Jakarta (ANTARA News)  - "Pembangunan demokrasi akan gagal oleh praktik korupsi saat ada persekongkolan elit politik dan konglomerat. Kondisi ini bisa menggagalkan pembangunan demokratisasi."

Teten Masduki, Kepala Staf Kepresidenan, mengemukakan hal itu dalam seminar anti-korupsi baru-baru ini di Jakarta.

Seminar "Anti-Corruption and Democracy Outlook 2016: Bersama Melawan Korupsi" itu diselenggarakan  Transparency International Indonesia (TII).

Dia mengemukakan, pemerintah optimistis bahwa Corruption Perception Index (CPI) Indonesia akan mencapai skor 50 pada 2019  dan indeks kemudahan bisnis pada level 40.

Pada 2015, Indonesia meraih skor 36 (0 sangat korup dan 100 sangat bersih) dan menempati urutan 88 dari 168 negara yang diukur. Skor Indonesia ini naik 2 poin namun dalam peringkat naik signifikan yaitu 19 peringkat dari 2014.

Langkah pemerintah menuju target tersebut antara lain adalah mengubah tata kelola BUMN menjadi holding company. "Agar bisa keluar dari perangkap sapi perah yang hampir membuat frustasi, sehingga tangan-tangan yang mau ikut campur di BUMN bisa dieliminasi," kata Teten.

Selain itu upaya penerapan transaksi non-tunai dalam pengadaan barang dan jasa lembaga pemerintah juga akan segera diimplementasikan.

"Penerapan transaksi non-tunai sudah disetujui presiden dan kalau terjadi, saya kira praktik korupsi 90 persen ditangani KPK terkait pengadaan barang dan jasa bisa diatasi. Akibat lanjutan, kehadiran infrastruktur publik yang baik akan menghadirkan pemerintahan yang bersih," tukas Teten.

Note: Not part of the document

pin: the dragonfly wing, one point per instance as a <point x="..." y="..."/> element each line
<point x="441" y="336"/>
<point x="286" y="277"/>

Teten mengakui bahwa tantangan terbesar dalam upaya-upaya perbaikan birokrasi tersebut adalah untuk mempertahankan KPK dan reformasi sistem penegakan hukum.

"Kita tahu ada peluang dari berbagai sudut untuk melemahkan KPK, mulai dari penyusunan undang-undang KPK, pengangkatan komisioner, pengangkatan penyidik dan lainnya. Terlalu banyak peluang melemahkan KPK," tambah Teten.

Pembicara lainnya dalam seminar tersebut, Wakil Ketua KPK Laode M Syarif, mengakui bahwa sistem demokrasi Indonesia masih prosedural dan belum masuk ke demokrasi substantif sehingga belum dapat menghadirkan CPI yang baik seperti negara-negara Skandinavia yaitu Denmark dan Norwegia yang kerap menduduki peringkat atas CPI.

"Denmark dan Norwegia yang demokrasinya sudah bagus, nilai antikorupsinya juga tinggi. Mungkin dari segi prosedur kita sudah lumayan bagus, tapi dari sisi substansi kita masih rendah, jadi jangan heran CPI kiat rendah dan lebih penting lagi perlu. Kualitas tata kelola undang-undang kita sangat jelek," kata Laode dalam acara yang sama.

Ia mencontohkan di kota Sorong, Papua Barat. Ia mendapati hanya wali kota dan Ketua DPRD yang merupakan istri dari Wali Kota yang dapat mengakses APBD kota tersebut, sedangkan perangkat pemerintah lain tidak punya akses.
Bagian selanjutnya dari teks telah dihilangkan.